Both of these formats support the github-flavored-markdown class
extension where you can put a word at the end of the opening backtick
line and have the block given that class.

Embedded LaTeX (mathjax) : If called with the MKD_LATEX option, text wrapped in $$$$, \[\], and \(\) is passed unchanged (except for encoding <, >, and &) to the output for processing by a LaTeX renderer.

This collides with how Markdown escapes '[', ']', '(', and ')' -- if discount is called with `MKD_LATEX`, `\(` and `\[` will only map to `(` and `[` if corresponding `\)` or `\]`s are **not** found in the same paragraph.

Github checkbox list items : If configured with the --github-checkbox flag, discount will understand github-style checkboxes and generate checkboxes using either html entities (--github-checkbox w/o an argument) or <input> elements (--github-checkbox=input)

How standard is it?

When I run the standard test suite (version 1.0.3) from daringfireball, MarkdownTest.pl reports:

$ MARKDOWN_FLAGS=0x20004 ./MarkdownTest.pl --tidy --script=/usr/local/bin/markdown
Amps and angle encoding ... OK
Auto links ... OK
Backslash escapes ... OK
Blockquotes with code blocks ... OK
Code Blocks ... OK
Code Spans ... OK
Hard-wrapped paragraphs with list-like lines ... OK
Horizontal rules ... OK
Inline HTML (Advanced) ... OK
Inline HTML (Simple) ... OK
Inline HTML comments ... OK
Links, inline style ... OK
Links, reference style ... OK
Links, shortcut references ... OK
Literal quotes in titles ... OK
Markdown Documentation - Basics ... OK
Markdown Documentation - Syntax ... OK
Nested blockquotes ... OK
Ordered and unordered lists ... OK
Strong and em together ... OK
Tabs ... OK
Tidyness ... OK


22 passed; 0 failed.

When I run the old standard test suite from daringfireball, MarkdownTest.pl reports:

$ MARKDOWN_FLAGS=0x22004 ./MarkdownTest.pl --tidy --script=/usr/local/bin/markdown
Amps and angle encoding ... OK
Auto links ... OK
Backslash escapes ... OK
Blockquotes with code blocks ... OK
Hard-wrapped paragraphs with list-like lines ... OK
Horizontal rules ... OK
Inline HTML (Advanced) ... OK
Inline HTML (Simple) ... OK
Inline HTML comments ... OK
Links, inline style ... OK
Links, reference style ... OK
Literal quotes in titles ... OK
Markdown Documentation - Basics ... OK
Markdown Documentation - Syntax ... OK
Nested blockquotes ... OK
Ordered and unordered lists ... OK
Strong and em together ... OK
Tabs ... OK
Tidyness ... OK


19 passed; 0 failed.

Most of the “how to get standards compliant” changes that went in were cleaning up corner cases and blatant misreading of the spec, but there were two places where I had to do a horrible hack to get compliant:

  1. To pass the Hard-wrapped paragraphs with list-like lines test, I had to modify mkd_compile() so that it would have top-level paragraphs absorb adjacent list items, but I had to retain the old (and, IMO, correct) behavior of a new list forcing a block break within indented (quoted, inside lists) blocks..
  2. To pass the Markdown Documentation - Syntax test in MarkdownTest 1.0, I had to change the behavior of code blocks from “preserve trailing whitespace” to “preserve trailing whitespace unless it’s the first line in the block.” From version 1.3.3 on, this is no longer the default, but the flag MKD_1_COMPAT (0x2000) turns it on again for testing purposes.

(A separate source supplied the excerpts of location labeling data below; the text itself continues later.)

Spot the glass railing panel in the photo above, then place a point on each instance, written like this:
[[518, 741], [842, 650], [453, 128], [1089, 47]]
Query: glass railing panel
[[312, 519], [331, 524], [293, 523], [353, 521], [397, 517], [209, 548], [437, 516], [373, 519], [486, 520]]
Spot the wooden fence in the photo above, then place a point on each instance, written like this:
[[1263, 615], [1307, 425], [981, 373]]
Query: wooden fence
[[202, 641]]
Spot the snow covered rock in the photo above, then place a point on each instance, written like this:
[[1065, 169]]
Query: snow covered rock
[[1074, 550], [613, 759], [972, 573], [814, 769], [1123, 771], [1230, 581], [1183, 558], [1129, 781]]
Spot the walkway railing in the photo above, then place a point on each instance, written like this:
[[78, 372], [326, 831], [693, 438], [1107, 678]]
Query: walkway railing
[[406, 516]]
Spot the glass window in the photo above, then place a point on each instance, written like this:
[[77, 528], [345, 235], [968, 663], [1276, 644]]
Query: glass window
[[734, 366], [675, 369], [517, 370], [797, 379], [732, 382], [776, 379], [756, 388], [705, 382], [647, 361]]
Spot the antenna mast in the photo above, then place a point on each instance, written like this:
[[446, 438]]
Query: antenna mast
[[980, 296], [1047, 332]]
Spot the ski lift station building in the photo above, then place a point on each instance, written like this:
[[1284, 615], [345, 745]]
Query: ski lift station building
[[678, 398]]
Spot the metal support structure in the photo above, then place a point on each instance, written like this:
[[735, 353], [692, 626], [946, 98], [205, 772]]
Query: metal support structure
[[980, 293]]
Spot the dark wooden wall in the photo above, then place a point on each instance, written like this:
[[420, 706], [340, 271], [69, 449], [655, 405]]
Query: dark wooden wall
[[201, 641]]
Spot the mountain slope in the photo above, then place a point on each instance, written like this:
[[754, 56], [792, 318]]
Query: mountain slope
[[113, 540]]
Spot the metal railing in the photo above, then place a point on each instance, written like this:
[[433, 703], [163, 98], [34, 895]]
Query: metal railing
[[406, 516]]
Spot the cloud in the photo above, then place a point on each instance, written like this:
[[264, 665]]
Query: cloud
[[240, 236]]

Does this markdown treat tabs as 4 spaces?

By default, yes, it does. The habit of compensating for broken editors that give no way to indent except for tabbing by setting tabstops to 4 is so intertwined with this language that treating tabs properly would be the moral equivalent of dropping nuclear devices into the testsuite.

But if you use a proper tabstop (8 characters), you can configure markdown with --with-tabstop and it will expand tabs to 8 spaces. If you’ve configured your markdown like this (markdown -V will report TAB=8) and you need to mark up text from other sources, you can set the input flag MKD_TABSTOP to revert those documents back to the icky standard 4-space tab.

Source Code

To build discount, untar your selected tarball, cd into the directory it creates, then do configure.sh to generate your Makefiles. After doing this, a make should give you a functional stack of programs and libraries.

Discount builds, for me, on MacOS 10.12, FreeBSD 4.8, NetBSD 8, Minix 3, and Debian Linux (dunno which version, but it’s a systemd joint that’s running a 3.10 kernel.) It may build on SLS Linux and Windows with mingw, but I’m not sure about that.

Archived releases

older versions of the code are still available.

Trivia

  1. This document is generated from markdown source.
  2. I’ve got a public mirror of my sccs repository on github.